When that happens, tenants could face eviction. In some cases, tenants have found that they only had 30 days to vacate properties that they had rented for quite some time. This has put a tremendous amount of stress on many tenants as they are suddenly struggling not only to find a new place to rent, but also to obtain the necessary cash to make rental deposits.
In other cases, tenants have been affected by rapidly rising rental prices. Nationwide, rental prices have started to rise. Currently, the worst places to rent due to rising rental prices are San Francisco and New York. Seattle, San Jose and Cleveland are also showing signs of rising rental rates. San Bernardino and San Diego are also not far behind.
One of the reasons that rents are increasing in these places is the fact that developers have not been able to build as many new apartment buildings. In heavily populated areas, this has resulted in high demand with little supply. When supply cannot keep up with demand, the natural result is an increase in prices. To make matters worse, an increasing number of former owners are selling their homes as a result of the real estate crisis or are being forced to abandon their homes due to foreclosures. They must have a place to go and rent is often the only viable option for these individuals and families, further increasing the demand for rentals.
Overall, the national rental vacancy rate has decreased by more than 10% in the past four years, clearly indicating that more people are renting properties today than before the 2005 housing boom. Nationwide, rents have also increased 14% during the same time period, as reported by the Census Bureau.
Several factors have contributed to the increase in the rental price rate. One of the biggest contributing factors to rising rental rates is the fact that more and more renters are waiting for home prices to drop before making a decision to buy. Many renters assume that home prices have yet to bottom out. For these tenants, it just doesn’t make sense to buy right now. Simply put, most tenants don’t want to find themselves in the same financial trouble that many landlords have suffered in the past two years.

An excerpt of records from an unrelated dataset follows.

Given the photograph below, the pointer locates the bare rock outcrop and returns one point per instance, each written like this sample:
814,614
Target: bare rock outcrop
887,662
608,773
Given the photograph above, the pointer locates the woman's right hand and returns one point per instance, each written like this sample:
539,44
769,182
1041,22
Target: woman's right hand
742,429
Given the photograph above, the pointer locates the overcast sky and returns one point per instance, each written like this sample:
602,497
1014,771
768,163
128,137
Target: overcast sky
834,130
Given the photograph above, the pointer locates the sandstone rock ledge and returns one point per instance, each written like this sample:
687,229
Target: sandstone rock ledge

There is also the fact that even buyers who would be willing to buy right now simply cannot because of the difficulty in qualifying for affordable mortgages. Following the collapse of the subprime market, many lenders have tightened restrictions and are now requesting not only good credit but excellent credit as well. The requirements for larger down payments have also increased, making it increasingly difficult for first-time home buyers to realize their dreams of owning a home.
The health of the rental market is being viewed with some concern due to the fact that the rental market actually has a strong impact on other sectors. The construction of apartment buildings, for example, is frequently affected by the health of the rental market.